A quick examination of the packages of the highest compensated employees shows Josiah A. Spaulding, Jr., the President and CEO, receiving a total compensation of $482,912 in 2011, followed by Chief Strategic Officer Susan Dahling Sullivan’s $190,244, Vice President and General Manager Michael Szczepkowski’s $183,009, Chief Development Officer Andrea Rounds’ $173,319, her predecessor, Nancy Skinner’s $134,656, and Chief Financial Officer John F. Perkins’ $134,484. Together, the six received a total of $1,298,624 in 2011. In short, only a $74,317 or 6% increase over the previous year, some of which is accounted for by a severance agreement with Skinner.
This $1,298,624 for the Wang’s six most highly compensated employees amounts to almost 32.4% of the $4,008,958 listed as Center’s total functional expenses, with Spaulding’s compensation comprising 12% of that total figure alone. These expenses make up 97.78% of the $4,100,336 raised in the previous year in “Gifts, grants, contributions, and membership fees” in public support from “a governmental unit or from the general public.”

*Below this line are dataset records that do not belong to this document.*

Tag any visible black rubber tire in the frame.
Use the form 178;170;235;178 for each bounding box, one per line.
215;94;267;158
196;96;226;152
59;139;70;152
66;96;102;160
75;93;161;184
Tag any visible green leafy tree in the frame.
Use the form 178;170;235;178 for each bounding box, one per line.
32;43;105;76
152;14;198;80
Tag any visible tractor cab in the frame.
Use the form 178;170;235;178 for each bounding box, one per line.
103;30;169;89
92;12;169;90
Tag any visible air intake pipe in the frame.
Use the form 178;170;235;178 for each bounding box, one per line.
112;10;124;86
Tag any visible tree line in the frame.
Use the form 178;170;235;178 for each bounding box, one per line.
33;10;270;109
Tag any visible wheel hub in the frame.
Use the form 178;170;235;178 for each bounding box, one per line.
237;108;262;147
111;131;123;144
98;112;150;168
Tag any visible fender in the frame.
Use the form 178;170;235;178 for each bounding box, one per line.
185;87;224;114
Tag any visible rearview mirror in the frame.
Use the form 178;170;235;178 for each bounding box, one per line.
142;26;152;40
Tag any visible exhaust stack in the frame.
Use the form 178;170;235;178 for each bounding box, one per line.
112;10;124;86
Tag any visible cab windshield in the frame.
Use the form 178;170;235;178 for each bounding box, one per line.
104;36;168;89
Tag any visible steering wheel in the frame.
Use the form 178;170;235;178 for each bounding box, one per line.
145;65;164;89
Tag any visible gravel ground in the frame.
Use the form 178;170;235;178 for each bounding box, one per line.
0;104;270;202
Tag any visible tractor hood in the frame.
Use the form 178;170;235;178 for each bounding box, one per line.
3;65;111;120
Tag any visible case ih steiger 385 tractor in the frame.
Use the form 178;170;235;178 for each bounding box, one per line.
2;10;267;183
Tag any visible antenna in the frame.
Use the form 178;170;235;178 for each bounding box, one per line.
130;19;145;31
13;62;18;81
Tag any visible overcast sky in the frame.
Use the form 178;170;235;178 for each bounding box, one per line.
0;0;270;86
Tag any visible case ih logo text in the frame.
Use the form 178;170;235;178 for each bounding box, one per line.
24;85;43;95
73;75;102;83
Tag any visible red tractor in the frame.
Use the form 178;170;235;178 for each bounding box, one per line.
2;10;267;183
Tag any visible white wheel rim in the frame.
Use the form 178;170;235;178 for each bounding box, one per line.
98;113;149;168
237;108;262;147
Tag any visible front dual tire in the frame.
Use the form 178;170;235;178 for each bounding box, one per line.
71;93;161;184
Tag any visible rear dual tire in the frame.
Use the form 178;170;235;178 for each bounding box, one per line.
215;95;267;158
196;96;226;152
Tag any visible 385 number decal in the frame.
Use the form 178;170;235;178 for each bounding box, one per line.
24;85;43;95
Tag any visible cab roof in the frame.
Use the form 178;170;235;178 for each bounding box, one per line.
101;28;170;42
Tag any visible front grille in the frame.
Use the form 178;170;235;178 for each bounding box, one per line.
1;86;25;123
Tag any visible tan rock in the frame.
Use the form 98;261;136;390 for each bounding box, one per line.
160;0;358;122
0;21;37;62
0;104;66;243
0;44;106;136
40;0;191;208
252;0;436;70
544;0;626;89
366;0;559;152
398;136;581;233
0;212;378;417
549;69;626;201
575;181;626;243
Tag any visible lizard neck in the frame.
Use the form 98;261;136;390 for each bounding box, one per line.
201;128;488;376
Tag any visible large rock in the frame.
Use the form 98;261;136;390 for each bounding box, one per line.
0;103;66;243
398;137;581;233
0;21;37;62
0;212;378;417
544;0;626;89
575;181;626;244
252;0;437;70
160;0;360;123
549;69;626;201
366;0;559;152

Meanwhile, total fundraising expenses in 2011 came to $1,064,793, or just under 26.56% of 2011’s total functional expenses. This fundraising brought the Wang $2,703,304 at the end of the year — only 66% of the funds raised by the Wang during the previous year. Ultimately, the net profit of the Wang Center’s fundraising operations was $1,638,511 — enough to cover the salaries of its top officers in 2012 with maybe $300,000 and change left over. One will have to wait for the organization’s 990 form for 2012 to be released.
Ultimately, the prestige that the Wang Center gains through the unpaid and underpaid civic work done by the Citi Center’s education department chiefly pays for the salaries of its top executives, and makes it attractive enough for Citigroup to want naming rights in order to raise its philanthropic profile. Individual philanthropists who want to support the civic good of the education department may be surprised to discover how little of the money goes to the work of arts educators and how much of it goes to pay the salary of Spaulding and his colleagues.
Most importantly, we have to ask a question: If we were to examine the discrepancy between executive compensation and the compensation of the teaching artists who actually engage in the civic work of other major cultural institutions in Boston and other major cities, would we find the same pattern at work?
In my previous article and in my statement at the Jan. 24 public hearing, I noted that the Wang’s 2010 filing also mentioned $1,685,240 in payments to Nathan Pusey, formally the Marketplace Director Manager for New England for Citibank — and also a member of the Center’s board of directors. (According to his profile on LinkedIn, he is now with the Commerce Bank and Trust Company.). The text in the 2010 filing is unclear as to the reasons for these payments, though they might actually represent payments to Citigroup, albeit in a poorly phrased manner since Pusey served in both organizations.
The 2011 Form 990 Schedule L instead details four transactions between the CitiCenter and Citibank in which Pusey is identified as an “interested person,” specifically stating, “Nathan Pusey, Director of the Board, is an officer of Citibank.” One of the transactions is a $21,597 payment to Citibank for business fees. Another is a $1,377,083 sponsorship payment from Citigroup — presumably a condition of the naming rights. A third is a $1,439,613 promissory note “with Citigroup” — “with” is a strange preposition to use in this context, but it appears to mean an account payable to Citigroup. The final transaction is a $1 million line of credit. In short, the money appears to be flowing from the CitiCenter to Citigroup to the tune of $84,127 in 2011, not including whatever interest may in the future accrue on the $1 million credit line. At least in the two years thus far examined, the partnership with Citigroup that afforded the financial institution naming rights over the Wang Center for the Performing Arts has proven to be a net loss for the Wang, though perhaps the deal will pay off in the long run.